Année politique Suisse 2000 : Infrastructure, aménagement, environnement / Energie / Politique énergétique
En mars 1995, les Verts avaient déposé deux initiatives populaires; la première ‘’Pour l’introduction d’un centime solaire’’ (initiative solaire) et la seconde ‘’Energie et environnement’’. Le parlement avait décidé en 1999 de leur répondre avec deux contre-projets. Alors que l’initiative solaire avait été maintenue, les protagonistes de la seconde initiative s'étaient donnés le premier trimestre 2000 comme délai de réflexion. La décision de
retirer leur initiative populaire « Energie et environnement » a été annoncée en mars. Les raisons étaient qu'ils se satisfaisaient du contre-projet direct proposé par les Chambres et qu’ils espéraient favoriser l’autre initiative qu’ils avaient également lancé
[1].
Compte tenu de ce retrait,
le peuple était appelé à voter le 24 septembre sur trois taxes énergétiques. La première,
l’initiative solaire, proposait dans un premier temps une taxe d'un centime, qui serait progressivement hissé à un maxima de 0,5ct par kWh sur les énergies non renouvelables. Sa durée de vie serait de 25 ans, mais elle ne serait pleinement prélevée qu’à partir de la cinquième année. Le produit récolté – estimé à 750 millions – serait destiné pour moitié à la promotion de l’énergie solaire et, pour l’autre moitié, à l’utilisation rationnelle et durable de l’énergie (isolation des bâtiments, pompes à chaleur...). La seconde taxe, le contre projet du parlement à l’initiative solaire (Article constitutionnel sur une redevance pour l’encouragement des énergies renouvelables /
redevance promotionnelle), visait à taxer de 0,3ct par kWh les énergies non renouvelables. La perception durerait de 10 à 15 ans au maximum. Le produit – estimé à 450 millions – irait pour un premier quart à la promotion du solaire et autres énergies propres (géothermie, bois, biomasse), pour un second quart à l’encouragement des économies d’énergies, pour un troisième quart affecté à l’entretien et au renouvellement des centrales hydrauliques et pour un dernier quart en fonction des besoins respectifs.

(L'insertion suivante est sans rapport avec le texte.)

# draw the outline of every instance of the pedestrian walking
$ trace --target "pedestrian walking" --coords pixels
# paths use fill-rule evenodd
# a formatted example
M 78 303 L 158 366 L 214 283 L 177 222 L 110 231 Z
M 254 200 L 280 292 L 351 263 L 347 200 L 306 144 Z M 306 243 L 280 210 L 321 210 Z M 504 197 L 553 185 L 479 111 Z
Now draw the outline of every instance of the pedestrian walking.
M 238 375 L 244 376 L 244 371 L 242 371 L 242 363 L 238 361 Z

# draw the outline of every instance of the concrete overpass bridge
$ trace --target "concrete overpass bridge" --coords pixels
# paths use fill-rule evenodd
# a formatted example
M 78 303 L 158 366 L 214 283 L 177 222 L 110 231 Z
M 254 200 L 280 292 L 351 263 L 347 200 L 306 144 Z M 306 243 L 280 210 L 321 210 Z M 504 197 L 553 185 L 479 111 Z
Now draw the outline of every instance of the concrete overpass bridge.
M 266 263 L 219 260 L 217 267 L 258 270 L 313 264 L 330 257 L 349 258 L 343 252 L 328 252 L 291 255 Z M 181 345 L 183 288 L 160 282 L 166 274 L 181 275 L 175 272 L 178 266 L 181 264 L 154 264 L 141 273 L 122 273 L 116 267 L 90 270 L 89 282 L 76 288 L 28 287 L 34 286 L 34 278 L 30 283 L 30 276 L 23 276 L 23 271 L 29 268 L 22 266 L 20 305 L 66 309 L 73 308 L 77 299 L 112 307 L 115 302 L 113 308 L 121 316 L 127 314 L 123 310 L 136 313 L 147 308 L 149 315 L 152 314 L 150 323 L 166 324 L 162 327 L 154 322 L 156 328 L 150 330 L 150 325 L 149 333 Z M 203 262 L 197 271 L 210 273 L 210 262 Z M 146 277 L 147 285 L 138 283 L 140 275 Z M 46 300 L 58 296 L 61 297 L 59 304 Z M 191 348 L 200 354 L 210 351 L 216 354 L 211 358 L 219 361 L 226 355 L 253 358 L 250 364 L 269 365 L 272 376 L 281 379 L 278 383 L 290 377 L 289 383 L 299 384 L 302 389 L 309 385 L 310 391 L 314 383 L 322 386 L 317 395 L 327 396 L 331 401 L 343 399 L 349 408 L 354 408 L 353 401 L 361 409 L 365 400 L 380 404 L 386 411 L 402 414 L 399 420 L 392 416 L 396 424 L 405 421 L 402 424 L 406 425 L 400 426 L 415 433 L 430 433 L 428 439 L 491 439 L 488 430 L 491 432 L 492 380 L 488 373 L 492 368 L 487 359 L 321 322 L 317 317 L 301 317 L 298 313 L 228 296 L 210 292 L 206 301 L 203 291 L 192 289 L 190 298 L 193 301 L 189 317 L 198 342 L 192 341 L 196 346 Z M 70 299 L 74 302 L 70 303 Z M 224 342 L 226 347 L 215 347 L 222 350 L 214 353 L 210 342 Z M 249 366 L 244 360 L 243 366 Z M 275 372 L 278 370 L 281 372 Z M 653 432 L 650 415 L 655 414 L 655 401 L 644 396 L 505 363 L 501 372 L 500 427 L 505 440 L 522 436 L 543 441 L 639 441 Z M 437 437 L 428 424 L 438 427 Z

La troisième taxe, l’article constitutionnel sur une
redevance incitative sur l’énergie en faveur de l’environnement (contre-projet à l’initiative ‘énergie et environnement’) voulait intervenir au plus tôt en 2004 avec le nouveau régime financier de la Confédération et augmenter progressivement jusqu’au taux maximum de 2ct par kWh. Pour le Conseil fédéral, cette ‘’taxe particulière’’ viendrait ultérieurement en remplacement d’une des deux taxes précédemment citées et ouvrirait la voie à une ‘’fiscalité écologique’’. Elle serait prélevée sur les énergies non renouvelables comme le charbon, le pétrole, le gaz naturel ou l’uranium. Le produit – pouvant avoisiner 3 milliards – servirait à réduire les charges salariales annexes obligatoires (AVS, etc.). En plus d’approuver ou de rejeter ces taxes, une question subsidiaire demandait au souverain de choisir entre l’initiative solaire et le contre-projet. Il est à constater que la possibilité de donner un double oui constituait une première dans les votations populaires suisses
[2].
Devant la pléthore de combinaison de votes possibles pour ces trois objets (8), chacune des parties a dû faire un effort dans son argumentaire afin de donner un mot d'ordre clair. Le PS, les Verts, le Parti chrétien-social ont prôné le
triple oui. A ces derniers se sont associés l'Union syndicale suisse, l'UPS, la Fondation suisse de l'énergie (FSE), la Fondation suisse pour l'énergie solaire et Electricité sans atome. Dans le camp des oui se trouvaient aussi les adversaires habituels des écologistes, à savoir les cantons de montagne et les paysans. Les buts de cette alliance inhabituelle n'était pas les mêmes pour les écologistes ou les cantons de montagne. Ces derniers étaient surtout intéressés au contre-projet, car il leur permettait d’obtenir un soutien pour leur usines hydroélectriques, toutefois, pour des raisons tactiques, ils soutenaient aussi l’initiative solaire. La position officielle du Conseil fédéral et des Chambres face aux trois objets était de rejeter l'initiative solaire et d'accepter en corrélation son contre-projet, ainsi que le deuxième contre-projet. L'objectif était, d'une part de provoquer un changement de comportement dans la consommation d'énergie et donc de respecter les promesses de la Conférence de Kyoto pour la réduction des gaz polluants et, d'autre part, d'intégrer une composante écologique dans le système fiscal dont la réforme serait menée dans les années à venir. Le seul parti gouvernemental à suivre les recommandations du Conseil fédéral et du parlement a été le PDC. Le camp du
triple non était composé du PRD, de l'UDC et du PL. A ces derniers s'ajoutaient les associations faîtières de l'économie (Economiessuisse et USAM), les organisations proches de l'automobile (ACS et TCS), l'industrie des machines, l'association des entreprises électriques de Suisse, le Forum suisse de l'énergie et la branche de l'énergie atomique. Les arguments des opposants aux taxes énergétiques étaient que celles-ci seraient un frein au développement économique et que la législation sur le CO2 était suffisante pour assurer le développement des énergies renouvelables et la protection de l'environnement
[3].
La portée de la votation sur les taxes énergétiques a pris une dimension plus large lorsque le Conseil national a concrètement décidé de lier la loi sur la libéralisation du marché de l’électricité à la taxe sur l’énergie dans le but de régler notamment la question des investissements non amortissables. En désaccord sur ce lien, le Conseil des Etats a décidé d’attendre le résultat de la votation populaire de septembre. Pour plus d’explications voir infra.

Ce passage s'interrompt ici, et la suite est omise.